Paralysis and muscle atrophy are the two predominant symptoms of spinal muscular atrophy after nerve cells in the spinal cord are damaged. This is all linked to a genetic defect caused by SMA and the resulting protein underproduction. However, the nerve cells urgently need the "survival of motor neuron proteins" in order to fulfill their function of controlling movement. Although a gene therapy that has been trialed for a few years can provide relief, it does not yet provide a complete cure.
In order to be able to treat the nerve disease more effectively in future, researchers at the German Centre for Neurodegenerative Diseases (DZNE) and the Technical University of Dresden (TUD) are focusing on the embryonic stage. This is because, it is assumed, malformations already occur during the development of the nervous system. Accordingly, new therapeutic approaches could build on this and be used much earlier than before.
The research team cultivated so-called organoids in the laboratory in order to be able to access sufficient tissue samples for possible study work. These are tissue samples the size of a grain of rice with all the essential characteristics of spinal cord and muscle tissue. This enabled the team to take a close look at various stages: "The earliest phase that we can reproduce with our organoid model corresponds to that of a human embryo at the age of a few weeks," explains Dr Natalia Rodríguez-Muela, research group leader at the DZNE Dresden site and the Centre for Regenerative Therapies Dresden (CRTD) at the Technical University of Dresden.

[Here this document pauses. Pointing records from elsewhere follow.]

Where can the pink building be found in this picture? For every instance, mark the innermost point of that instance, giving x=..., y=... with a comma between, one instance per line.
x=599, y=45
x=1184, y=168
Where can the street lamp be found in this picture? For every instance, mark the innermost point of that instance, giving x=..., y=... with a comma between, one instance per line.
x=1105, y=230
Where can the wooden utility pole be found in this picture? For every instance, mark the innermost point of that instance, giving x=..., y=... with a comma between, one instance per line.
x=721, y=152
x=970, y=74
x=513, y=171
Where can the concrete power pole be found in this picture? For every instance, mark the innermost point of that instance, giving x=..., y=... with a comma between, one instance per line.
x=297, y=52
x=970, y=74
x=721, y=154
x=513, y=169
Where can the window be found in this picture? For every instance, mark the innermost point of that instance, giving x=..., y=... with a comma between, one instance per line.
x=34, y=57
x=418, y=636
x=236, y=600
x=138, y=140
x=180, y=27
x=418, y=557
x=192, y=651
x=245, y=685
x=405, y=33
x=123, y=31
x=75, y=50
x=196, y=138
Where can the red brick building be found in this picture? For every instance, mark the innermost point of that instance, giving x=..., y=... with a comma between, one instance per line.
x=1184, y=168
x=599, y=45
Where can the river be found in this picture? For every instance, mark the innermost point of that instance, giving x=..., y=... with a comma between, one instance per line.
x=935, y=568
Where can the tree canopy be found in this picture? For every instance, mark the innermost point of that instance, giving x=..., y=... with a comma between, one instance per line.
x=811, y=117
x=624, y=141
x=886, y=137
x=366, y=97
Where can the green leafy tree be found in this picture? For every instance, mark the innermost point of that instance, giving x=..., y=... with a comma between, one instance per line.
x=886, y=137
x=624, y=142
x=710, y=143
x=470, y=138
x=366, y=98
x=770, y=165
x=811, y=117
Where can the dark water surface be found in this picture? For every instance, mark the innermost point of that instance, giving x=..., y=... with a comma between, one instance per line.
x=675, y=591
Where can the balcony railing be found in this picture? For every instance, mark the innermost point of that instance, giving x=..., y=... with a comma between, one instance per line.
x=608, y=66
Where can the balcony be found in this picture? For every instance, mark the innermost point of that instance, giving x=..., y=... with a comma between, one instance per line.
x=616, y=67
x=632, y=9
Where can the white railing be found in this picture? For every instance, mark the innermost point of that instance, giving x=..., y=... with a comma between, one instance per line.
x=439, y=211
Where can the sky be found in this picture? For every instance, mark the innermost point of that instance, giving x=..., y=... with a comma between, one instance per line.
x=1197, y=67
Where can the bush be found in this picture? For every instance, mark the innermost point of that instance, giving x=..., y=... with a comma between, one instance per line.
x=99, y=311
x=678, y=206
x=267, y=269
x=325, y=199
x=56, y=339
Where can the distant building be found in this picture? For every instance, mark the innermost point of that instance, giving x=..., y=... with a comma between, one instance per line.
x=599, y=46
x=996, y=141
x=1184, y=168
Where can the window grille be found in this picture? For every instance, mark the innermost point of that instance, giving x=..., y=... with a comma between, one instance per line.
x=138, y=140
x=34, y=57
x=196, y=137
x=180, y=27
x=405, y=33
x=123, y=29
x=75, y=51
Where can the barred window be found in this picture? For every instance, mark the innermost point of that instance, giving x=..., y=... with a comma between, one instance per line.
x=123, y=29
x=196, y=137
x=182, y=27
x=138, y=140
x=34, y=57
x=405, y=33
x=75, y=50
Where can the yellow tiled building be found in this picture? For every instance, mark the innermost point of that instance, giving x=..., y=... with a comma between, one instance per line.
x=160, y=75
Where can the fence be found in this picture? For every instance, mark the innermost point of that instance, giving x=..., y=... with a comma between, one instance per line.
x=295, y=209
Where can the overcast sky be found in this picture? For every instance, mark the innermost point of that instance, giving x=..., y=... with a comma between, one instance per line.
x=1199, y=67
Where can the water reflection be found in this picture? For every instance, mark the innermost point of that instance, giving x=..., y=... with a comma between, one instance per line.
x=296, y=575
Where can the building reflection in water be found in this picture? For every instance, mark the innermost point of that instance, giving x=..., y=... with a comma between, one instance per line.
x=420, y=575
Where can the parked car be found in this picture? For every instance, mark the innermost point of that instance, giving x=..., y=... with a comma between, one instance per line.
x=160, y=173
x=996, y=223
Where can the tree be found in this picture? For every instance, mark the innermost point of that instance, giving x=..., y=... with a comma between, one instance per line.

The key finding of the tissue analyses: Disturbed gene regulation in the embryonic stage could be the trigger for the nerve disease and therefore become the focus for new treatment methods. These would then be applied during early pregnancy. Further research is still being carried out to verify these findings. So there is new hope for all those affected – around 1,500 people in Germany, most of whom suffer from SMA from childhood onwards.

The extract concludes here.